I recently stayed for a few days at a fabulous five-star oceanfront hotel. On the first morning, I ordered a side bowl of fruit for breakfast. Much to my delight, the waitress delivered a beautiful bowl of mixed fruit in a generously sized soup bowl. The next morning, I decided to order the fruit again, but this time the fruit was served in a fairly small cup. Picky? A little thing? No! Consistency or lack thereof is a BIG thing!
I am certain that had I complained about the inconsistency of my two “identical” orders, I would have received an apology and likely more fruit. It really didn’t seem worth my time because in reality, the smaller sized portion was adequate; however it did affect my overall experience.
This event did trigger a memory of a former client who operates a string of budget motels in the Midwest. He insisted that the breakfast bars in his establishments be consistently arranged every morning. One day, I asked him if he was being too rigid with his policies and his employees. Couldn’t they be creative and change how the coffee and bagels were presented to the guests? But, his rationale made sense: regular guests (and there were many) expect the decaf coffee to be in the second pot, not the first; and, they didn’t want to search for their breakfast items.
I thought it was interesting that a manager of a budget hotel who provides a free breakfast was more in tune with consistency than the manager of a luxury hotel in which the typical breakfast costs more than $25.00!
There are three aspects of any business – product, service and setting – that require consistency. Most organizations are most consistent with their product; they had policies and procedures for creating and/or preparing their product. However, in my fruit cup example, the quality and selection of the fruit was consistent but the quantity varied. Even if you are selling a product that is consistently manufactured, the packaging must also be consistent. Do you always put your customers’ purchases in paper bags, or do you use boxes or shopping bags at certain times?
Let’s consider consistency in service. How many times have you walked into the same store and received mixed levels of greetings – sometimes a warm “hello” and other times you are totally ignored. Eric Lane, retired president of Men’s Wearhouse, told me that for hours on end, they would walk through the customer experience: “When they come in the store, what we should say, how will they (the customer) respond. It is choreographed at the highest level.”

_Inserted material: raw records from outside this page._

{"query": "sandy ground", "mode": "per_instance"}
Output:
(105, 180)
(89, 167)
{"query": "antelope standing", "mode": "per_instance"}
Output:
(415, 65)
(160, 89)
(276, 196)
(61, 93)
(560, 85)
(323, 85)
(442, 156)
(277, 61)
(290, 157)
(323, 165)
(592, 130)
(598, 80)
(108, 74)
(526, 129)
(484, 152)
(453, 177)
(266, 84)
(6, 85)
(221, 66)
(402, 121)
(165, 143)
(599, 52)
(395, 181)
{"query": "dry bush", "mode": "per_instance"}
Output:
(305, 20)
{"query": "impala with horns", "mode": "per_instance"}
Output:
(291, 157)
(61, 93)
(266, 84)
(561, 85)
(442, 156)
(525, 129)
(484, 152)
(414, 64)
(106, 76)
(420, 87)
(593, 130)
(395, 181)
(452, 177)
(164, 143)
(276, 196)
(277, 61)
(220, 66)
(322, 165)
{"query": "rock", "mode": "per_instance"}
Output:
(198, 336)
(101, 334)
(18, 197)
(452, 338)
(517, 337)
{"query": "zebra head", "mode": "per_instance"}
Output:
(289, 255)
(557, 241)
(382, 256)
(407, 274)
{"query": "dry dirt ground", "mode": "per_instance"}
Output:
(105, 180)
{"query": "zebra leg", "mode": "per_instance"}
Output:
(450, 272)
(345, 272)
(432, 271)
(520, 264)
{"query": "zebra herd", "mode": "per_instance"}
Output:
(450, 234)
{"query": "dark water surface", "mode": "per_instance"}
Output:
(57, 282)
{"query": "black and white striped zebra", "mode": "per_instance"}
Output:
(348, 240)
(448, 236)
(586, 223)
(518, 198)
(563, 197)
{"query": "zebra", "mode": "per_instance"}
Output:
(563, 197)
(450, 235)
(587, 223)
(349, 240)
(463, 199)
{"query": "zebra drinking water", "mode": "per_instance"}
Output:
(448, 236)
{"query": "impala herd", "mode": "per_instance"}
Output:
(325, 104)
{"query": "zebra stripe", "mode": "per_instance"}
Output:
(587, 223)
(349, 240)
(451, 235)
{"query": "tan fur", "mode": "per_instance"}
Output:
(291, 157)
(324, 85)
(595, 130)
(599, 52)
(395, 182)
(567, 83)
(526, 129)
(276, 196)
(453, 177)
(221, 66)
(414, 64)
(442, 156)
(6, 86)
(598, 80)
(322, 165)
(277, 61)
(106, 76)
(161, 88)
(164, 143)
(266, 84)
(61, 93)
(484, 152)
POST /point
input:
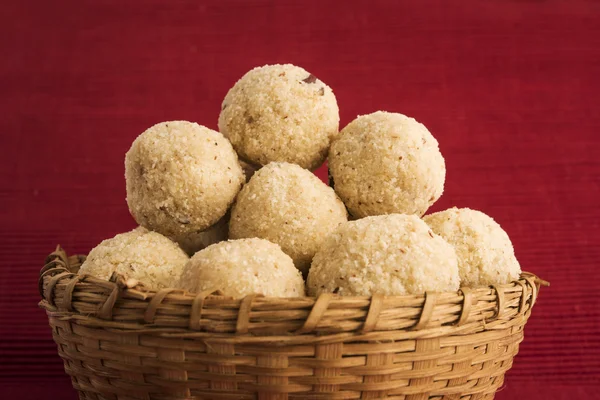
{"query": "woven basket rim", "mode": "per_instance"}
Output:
(210, 313)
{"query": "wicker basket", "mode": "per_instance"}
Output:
(121, 341)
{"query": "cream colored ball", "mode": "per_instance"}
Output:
(242, 267)
(485, 252)
(280, 113)
(146, 256)
(386, 163)
(290, 206)
(181, 178)
(392, 254)
(193, 242)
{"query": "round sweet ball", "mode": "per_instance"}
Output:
(181, 178)
(242, 267)
(290, 206)
(280, 113)
(192, 242)
(393, 254)
(146, 256)
(485, 252)
(386, 163)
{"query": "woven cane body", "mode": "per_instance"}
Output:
(120, 341)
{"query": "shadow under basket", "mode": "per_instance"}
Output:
(120, 341)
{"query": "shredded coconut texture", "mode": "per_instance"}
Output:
(280, 113)
(392, 254)
(485, 252)
(242, 267)
(181, 178)
(146, 256)
(193, 242)
(290, 206)
(386, 163)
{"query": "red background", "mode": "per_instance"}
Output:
(509, 88)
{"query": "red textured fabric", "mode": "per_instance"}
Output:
(509, 88)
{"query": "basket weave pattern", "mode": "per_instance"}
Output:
(120, 341)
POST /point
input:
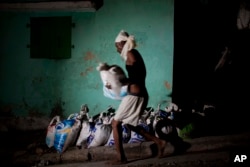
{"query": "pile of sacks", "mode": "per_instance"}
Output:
(84, 131)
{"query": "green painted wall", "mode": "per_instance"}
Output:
(34, 86)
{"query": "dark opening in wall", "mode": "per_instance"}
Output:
(50, 37)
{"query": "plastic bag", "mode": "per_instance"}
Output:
(51, 131)
(137, 138)
(62, 131)
(101, 135)
(126, 135)
(84, 134)
(66, 133)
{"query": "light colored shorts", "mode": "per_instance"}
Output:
(130, 109)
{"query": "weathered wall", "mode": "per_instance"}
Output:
(35, 86)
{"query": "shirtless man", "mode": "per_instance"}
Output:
(132, 105)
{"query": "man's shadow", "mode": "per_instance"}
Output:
(172, 137)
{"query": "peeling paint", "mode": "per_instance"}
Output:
(167, 85)
(89, 56)
(87, 70)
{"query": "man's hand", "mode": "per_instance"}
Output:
(108, 85)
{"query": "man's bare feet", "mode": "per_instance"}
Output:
(161, 147)
(117, 162)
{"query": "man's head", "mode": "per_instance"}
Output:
(124, 43)
(120, 40)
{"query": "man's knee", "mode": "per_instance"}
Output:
(115, 123)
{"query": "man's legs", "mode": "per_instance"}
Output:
(159, 142)
(117, 134)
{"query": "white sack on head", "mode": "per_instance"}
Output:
(114, 76)
(130, 43)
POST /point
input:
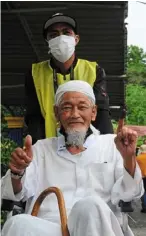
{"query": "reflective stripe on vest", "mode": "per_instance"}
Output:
(43, 80)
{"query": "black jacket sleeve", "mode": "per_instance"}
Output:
(103, 120)
(33, 117)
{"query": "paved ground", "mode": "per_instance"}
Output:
(138, 224)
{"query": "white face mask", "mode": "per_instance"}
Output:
(62, 47)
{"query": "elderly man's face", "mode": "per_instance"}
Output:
(76, 111)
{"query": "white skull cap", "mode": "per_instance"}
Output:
(74, 86)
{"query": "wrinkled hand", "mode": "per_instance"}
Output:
(126, 141)
(21, 158)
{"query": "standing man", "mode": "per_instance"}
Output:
(60, 32)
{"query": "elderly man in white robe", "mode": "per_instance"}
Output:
(94, 172)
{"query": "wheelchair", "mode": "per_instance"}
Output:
(19, 207)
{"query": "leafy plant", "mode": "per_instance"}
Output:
(136, 104)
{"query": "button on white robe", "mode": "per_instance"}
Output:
(97, 174)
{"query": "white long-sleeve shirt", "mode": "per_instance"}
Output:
(97, 171)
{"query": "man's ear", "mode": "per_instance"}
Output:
(94, 113)
(77, 39)
(56, 112)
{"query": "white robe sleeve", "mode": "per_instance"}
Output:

The last aspect is consistency in the setting. A “big box” home improvement store, that shall remain nameless, constantly rearranges the layout of their stores. Maybe the merchandizing staff is trying to force customers to see other offerings, but for me it is frustrating. When stores make these changes, they need to make an extra effort to greet their customers and help guide them to their favorite products.
You may think that consistency is of minimal importance to creating the overall experience or “show,” such as my stay at the luxury hotel on the Atlantic Ocean. But, those “little things” are part of that “show” and will set you apart from your competition. So, make sure your product is consistently delivered, that you choreograph the customer experience and that your setting complements the mood you are trying to set for your customers.